2016-03 – les nouveautés de la « marque de l’Union Européenne »

Ce 23 mars 2016 est entré en vigueur la  réforme du droit des marques dans l’Union européenne, c-a-d le règlement (UE) n° 2015/2424 du 16 décembre 2015. Ce texte, publié au Journal Officiel de l’Union européenne le 24 décembre 2015, porte modification du règlement (CE) n°207/2009 ainsi que du règlement (CE) n°2868/95,

D’autre part, la directive (UE) n°2015/2437 du 16 décembre 2015. Cette nouvelle directive, publiée au JO le 23 décembre 2015, entrera en vigueur le vingtième jour suivant cette publication, soit le 13 janvier 2016, et devra être transposée par les Etats membres dans un délai de 3 ans (à l’exception des procédures administratives de déchéance et de nullité bénéficiant d’un délai de transposition de 7 ans). Ce texte qui révise la directive 2008/95/CE modifie le régime des marques au niveau national, et a donc vocation à s’appliquer aux marques françaises. Il vise à harmoniser les législations nationales des Etats membres.

Cette réforme met en œuvre un certain nombre de changements notables.

  • Changement de terminologie La marque communautaire devient « marque de l’Union Européenne ». L’Office de l’Harmonisation pour le Marché Intérieur(OHMI) devient quant à lui l‘Office de l’Union européenne pour la Propriété Intellectuelle (EUIPO).
  • Modification du système des taxes : Le système actuel de paiement des taxes, qui consistait à ne payer qu’une seule taxe pour le dépôt des trois premières classes de produits ou de services est également modifié.

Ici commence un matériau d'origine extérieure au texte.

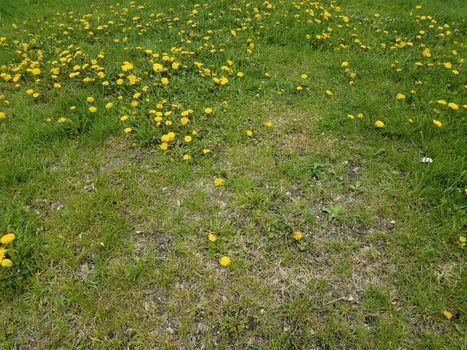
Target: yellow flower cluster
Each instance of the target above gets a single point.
(5, 240)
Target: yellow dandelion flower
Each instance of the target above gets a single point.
(225, 261)
(400, 96)
(6, 263)
(379, 124)
(158, 68)
(7, 238)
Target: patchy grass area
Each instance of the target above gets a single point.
(233, 175)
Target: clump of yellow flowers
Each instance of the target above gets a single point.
(5, 240)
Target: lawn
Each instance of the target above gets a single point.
(233, 174)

Dès l’entrée en vigueur du règlement, la taxe initiale n’englobera plus que le dépôt d’une seule classe et des taxes supplémentaires devront être acquittées dès le dépôt de la seconde classe.
  • Disparition de l’exigence de représentation graphique : Cette réforme entraine également la disparition de l’exigence de représentation graphique, critère précédemment déterminant dans la définition d’une marque. Néanmoins, la représentation du signe doit rester claire, précise, distincte, facilement accessible, intelligible, durable et objective quand bien même elle ne serait graphique.
  • Exclusion élargie des marques de forme : La disposition qui prévoyait l’exclusion des marques de formes est également élargie. Ainsi, les signes « constitués exclusivement i) par la forme, ou une autre caractéristique, imposée par la nature même du produit; ii) par la forme, ou une autre caractéristique du produit, nécessaire à l’obtention d’un résultat technique; iii) par la forme, ou une autre caractéristique du produit, qui donne une valeur substantielle au produit » sont exclus de la protection.
  • Elargissement de la compétence des offices nationaux : Les procédures en annulation ou en déchéance de marques pourront être portées devant les Offices nationaux. Auparavant, ces procédures relevaient uniquement du pouvoir des tribunaux. Les marques pourront alors être attaquées devant les offices aux motifs qu’elles seraient trompeuses, non distinctives ou en l’absence d’exploitation de la marque pendant une période de cinq ans.
  • Elargissement des antériorités faisant obstacle à la protection : Le refus d’enregistrement pourra être fondé sur l’existence d’une ou plusieurs marques antérieures, mais également de dénominations sociales, de noms de domaine, d’appellations d’origine et d’indications géographiques, ainsi que sur les mentions traditionnelles pour les vins, les spécialités traditionnelles garanties, et les dénominations des variétés végétales (lorsqu’elles sont protégées au niveau national).
  • Renforcement de la notion d’usage : En cas de contestation de l’usage des marques antérieures, cet usage devra être prouvé pour chacun des produits et services invoqués contre la demande de marque contestée.
  • Protection renforcée des marques renommées : Une marque renommée pourra désormais être protégée par le droit des marques au niveau national. Auparavant c’est la responsabilité civile qui s’appliquait. Le titulaire d’une marque renommée pourra dès lors se baser sur le droit des marques pour défendre son signe.
  • Précision quant au titre des classes de produits et services : La question de l’étendue de la protection d’une marque lorsque le déposant a cité l’intitulé de la classe dans son dépôt a largement été posée. La réforme vient clarifier la situation : le dépôt ne couvrira désormais que les produits et/ou services littéralement cités. Seuls ces produits ou services seront protégés, et non plus l’ensemble des produits ou services relevant de la classe comme cela avait pu être retenu. Le titulaire d’une marque déposée avant le 22 juin 2012 ayant désigné l’intitulé général d’une classe peut faire une déclaration afin de préciser si la marque couvre l’intégralité de la classe ou si la protection doit être limitée aux produits ou services littéralement cités.